I have therefore, in an effort to clarify and explain the matter to new readers, taken a post I wrote in January and revised and extended it. It also has Roy Race and Melchester Rovers in it.

I should declare that neither the famous footballing hero, Mr Race, nor his world-famous club, are accused of wrongdoing by me. They merely provide a hypothetical example. In addition, I refer to a Mr Waxendale-Balker. He should not be taken as having any connection to a tax expert called Mr Baxendale-Walker.

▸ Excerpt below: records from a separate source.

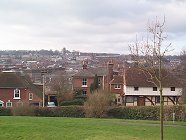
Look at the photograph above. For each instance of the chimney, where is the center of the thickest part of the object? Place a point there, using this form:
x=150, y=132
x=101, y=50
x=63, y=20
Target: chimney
x=110, y=67
x=85, y=64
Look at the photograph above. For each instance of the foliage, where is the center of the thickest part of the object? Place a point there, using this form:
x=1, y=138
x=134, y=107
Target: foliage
x=148, y=112
x=98, y=103
x=49, y=128
x=23, y=109
x=5, y=111
x=72, y=102
x=68, y=111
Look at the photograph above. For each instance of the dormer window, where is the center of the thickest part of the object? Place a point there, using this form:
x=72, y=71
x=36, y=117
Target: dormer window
x=1, y=103
x=172, y=88
x=84, y=82
x=117, y=86
x=136, y=88
x=155, y=88
x=17, y=94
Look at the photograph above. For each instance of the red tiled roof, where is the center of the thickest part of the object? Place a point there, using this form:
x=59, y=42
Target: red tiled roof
x=9, y=79
x=137, y=77
x=117, y=80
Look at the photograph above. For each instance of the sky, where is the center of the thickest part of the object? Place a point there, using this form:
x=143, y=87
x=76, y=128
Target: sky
x=88, y=25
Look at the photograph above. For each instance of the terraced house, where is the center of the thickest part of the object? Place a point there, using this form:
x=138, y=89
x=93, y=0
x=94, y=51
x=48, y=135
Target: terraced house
x=109, y=78
x=16, y=88
x=140, y=91
x=130, y=85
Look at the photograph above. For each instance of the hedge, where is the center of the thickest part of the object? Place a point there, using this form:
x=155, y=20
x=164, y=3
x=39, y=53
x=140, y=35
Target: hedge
x=142, y=113
x=5, y=111
x=148, y=112
x=72, y=102
x=66, y=111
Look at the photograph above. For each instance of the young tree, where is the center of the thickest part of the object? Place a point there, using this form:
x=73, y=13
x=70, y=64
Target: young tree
x=149, y=56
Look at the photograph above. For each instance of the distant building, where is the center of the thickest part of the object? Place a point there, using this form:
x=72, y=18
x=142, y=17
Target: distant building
x=16, y=88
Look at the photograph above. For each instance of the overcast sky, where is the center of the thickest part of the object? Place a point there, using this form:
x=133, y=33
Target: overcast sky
x=87, y=25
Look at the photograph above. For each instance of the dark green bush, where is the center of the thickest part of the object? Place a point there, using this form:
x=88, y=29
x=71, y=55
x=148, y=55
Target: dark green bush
x=72, y=102
x=5, y=111
x=148, y=112
x=66, y=111
x=145, y=112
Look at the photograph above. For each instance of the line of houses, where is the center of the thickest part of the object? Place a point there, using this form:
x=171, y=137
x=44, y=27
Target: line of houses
x=129, y=85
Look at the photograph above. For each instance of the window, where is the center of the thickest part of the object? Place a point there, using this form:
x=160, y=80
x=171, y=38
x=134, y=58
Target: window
x=8, y=104
x=84, y=82
x=17, y=94
x=30, y=96
x=117, y=86
x=136, y=88
x=119, y=100
x=84, y=92
x=129, y=99
x=1, y=103
x=99, y=81
x=157, y=99
x=172, y=88
x=155, y=88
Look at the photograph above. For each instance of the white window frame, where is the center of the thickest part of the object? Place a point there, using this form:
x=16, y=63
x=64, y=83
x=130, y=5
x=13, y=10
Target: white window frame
x=84, y=82
x=17, y=91
x=8, y=102
x=30, y=96
x=117, y=86
x=84, y=92
x=1, y=102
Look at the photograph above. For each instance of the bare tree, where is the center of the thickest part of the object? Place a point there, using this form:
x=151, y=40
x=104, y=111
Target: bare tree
x=149, y=55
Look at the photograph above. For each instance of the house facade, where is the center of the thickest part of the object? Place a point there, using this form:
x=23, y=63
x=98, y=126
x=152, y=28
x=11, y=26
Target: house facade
x=15, y=89
x=139, y=91
x=108, y=79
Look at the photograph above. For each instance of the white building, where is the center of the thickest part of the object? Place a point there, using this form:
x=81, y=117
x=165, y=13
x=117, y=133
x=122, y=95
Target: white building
x=141, y=91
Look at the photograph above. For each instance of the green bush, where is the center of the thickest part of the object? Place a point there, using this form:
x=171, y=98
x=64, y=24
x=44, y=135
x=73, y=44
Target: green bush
x=148, y=113
x=5, y=111
x=72, y=102
x=66, y=111
x=23, y=109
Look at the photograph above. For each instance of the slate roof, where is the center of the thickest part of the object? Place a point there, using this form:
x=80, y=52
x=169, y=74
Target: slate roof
x=90, y=72
x=84, y=73
x=117, y=80
x=136, y=77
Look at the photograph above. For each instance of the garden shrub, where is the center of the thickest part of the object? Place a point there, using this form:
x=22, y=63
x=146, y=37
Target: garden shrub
x=5, y=111
x=97, y=104
x=23, y=109
x=148, y=112
x=66, y=111
x=72, y=102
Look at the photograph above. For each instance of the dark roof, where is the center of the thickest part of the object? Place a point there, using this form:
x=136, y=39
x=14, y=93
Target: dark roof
x=11, y=80
x=117, y=80
x=137, y=77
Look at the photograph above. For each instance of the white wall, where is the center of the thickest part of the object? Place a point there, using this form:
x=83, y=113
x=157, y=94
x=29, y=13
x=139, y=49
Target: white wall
x=149, y=91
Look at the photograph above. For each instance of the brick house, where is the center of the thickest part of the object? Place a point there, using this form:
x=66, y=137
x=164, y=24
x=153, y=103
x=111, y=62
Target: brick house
x=108, y=79
x=139, y=91
x=16, y=88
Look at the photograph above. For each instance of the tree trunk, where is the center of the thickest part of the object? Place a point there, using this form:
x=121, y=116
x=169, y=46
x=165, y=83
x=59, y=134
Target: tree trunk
x=161, y=114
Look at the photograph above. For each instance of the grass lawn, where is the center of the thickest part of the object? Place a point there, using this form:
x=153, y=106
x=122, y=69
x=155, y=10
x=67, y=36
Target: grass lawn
x=43, y=128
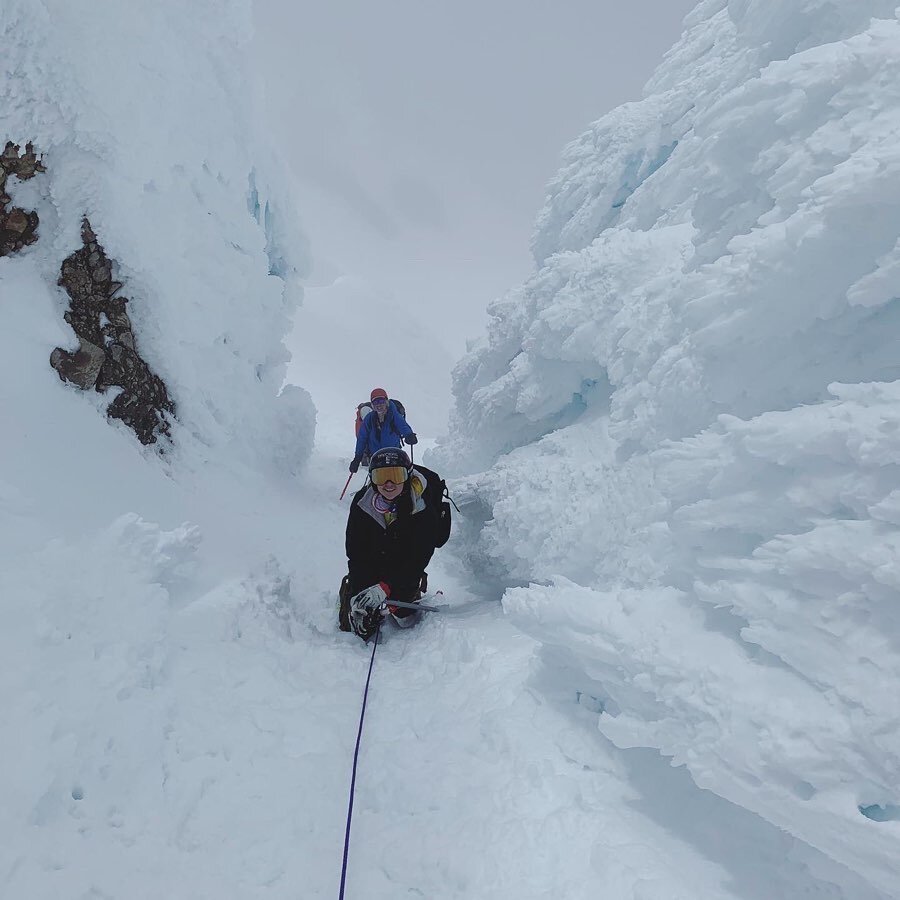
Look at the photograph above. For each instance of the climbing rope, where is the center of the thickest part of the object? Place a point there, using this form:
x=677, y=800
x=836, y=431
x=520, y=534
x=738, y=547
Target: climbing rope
x=362, y=716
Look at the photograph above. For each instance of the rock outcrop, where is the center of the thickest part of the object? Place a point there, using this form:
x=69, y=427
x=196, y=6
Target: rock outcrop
x=107, y=355
x=18, y=227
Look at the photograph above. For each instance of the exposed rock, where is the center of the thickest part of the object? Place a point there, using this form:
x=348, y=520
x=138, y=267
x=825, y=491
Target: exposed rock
x=107, y=355
x=18, y=228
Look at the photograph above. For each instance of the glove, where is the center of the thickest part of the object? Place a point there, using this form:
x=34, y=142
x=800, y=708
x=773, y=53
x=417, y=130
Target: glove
x=367, y=609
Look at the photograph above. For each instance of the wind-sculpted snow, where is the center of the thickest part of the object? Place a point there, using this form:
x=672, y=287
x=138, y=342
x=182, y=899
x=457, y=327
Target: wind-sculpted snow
x=141, y=115
x=689, y=418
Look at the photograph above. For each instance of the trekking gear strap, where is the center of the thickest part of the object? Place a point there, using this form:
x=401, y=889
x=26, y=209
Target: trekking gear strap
x=355, y=760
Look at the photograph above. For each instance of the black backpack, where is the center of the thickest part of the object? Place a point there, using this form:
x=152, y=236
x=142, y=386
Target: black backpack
x=438, y=497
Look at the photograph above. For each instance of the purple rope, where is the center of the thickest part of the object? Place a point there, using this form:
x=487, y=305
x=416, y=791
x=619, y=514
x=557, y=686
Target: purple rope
x=355, y=760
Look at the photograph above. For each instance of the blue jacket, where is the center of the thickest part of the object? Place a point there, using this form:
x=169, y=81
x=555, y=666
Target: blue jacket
x=374, y=435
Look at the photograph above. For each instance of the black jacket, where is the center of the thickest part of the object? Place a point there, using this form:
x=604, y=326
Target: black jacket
x=396, y=554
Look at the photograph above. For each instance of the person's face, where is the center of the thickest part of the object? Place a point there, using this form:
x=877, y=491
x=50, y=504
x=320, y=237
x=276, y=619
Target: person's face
x=389, y=490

Now, on with the explanation.


Who would have thought that the initials EBT would become so common in football discussions? The Employee Benefit Trust was a mechanism used by some businesses to pay their employees and contractors in a “tax efficient” way.

Put very simply (as this is a very complex area) the employer set up or contributed to a separate, arms-length, Trust. Often these Trusts would create separate “Sub-trusts” from which payments were made.

Legitimate use of an EBT allows employees to approach the Trustees for a loan or similar payment. As long as this payment could not be identified as a contractual right, (ie what HMRC refers to as “disguised remuneration”) then the recipient did not need to pay Income Tax and National Insurance on it. In addition, the employer did not need to pay the Employers’ National Insurance contribution either.

To make a scheme legitimate therefore, the following were advisable, if not essential.

1                    There would need to be no evidence of the employee having an entitlement to anything from the EBT.

2                    It would be prudent if, every so often, the Trustees were to reject an employee’s application for funds.

The “loans” to the beneficiaries of the trust would be non-repayable or repayable on such lengthy terms that they were in fact never to be repaid. The jargon term used was “lend and forget”.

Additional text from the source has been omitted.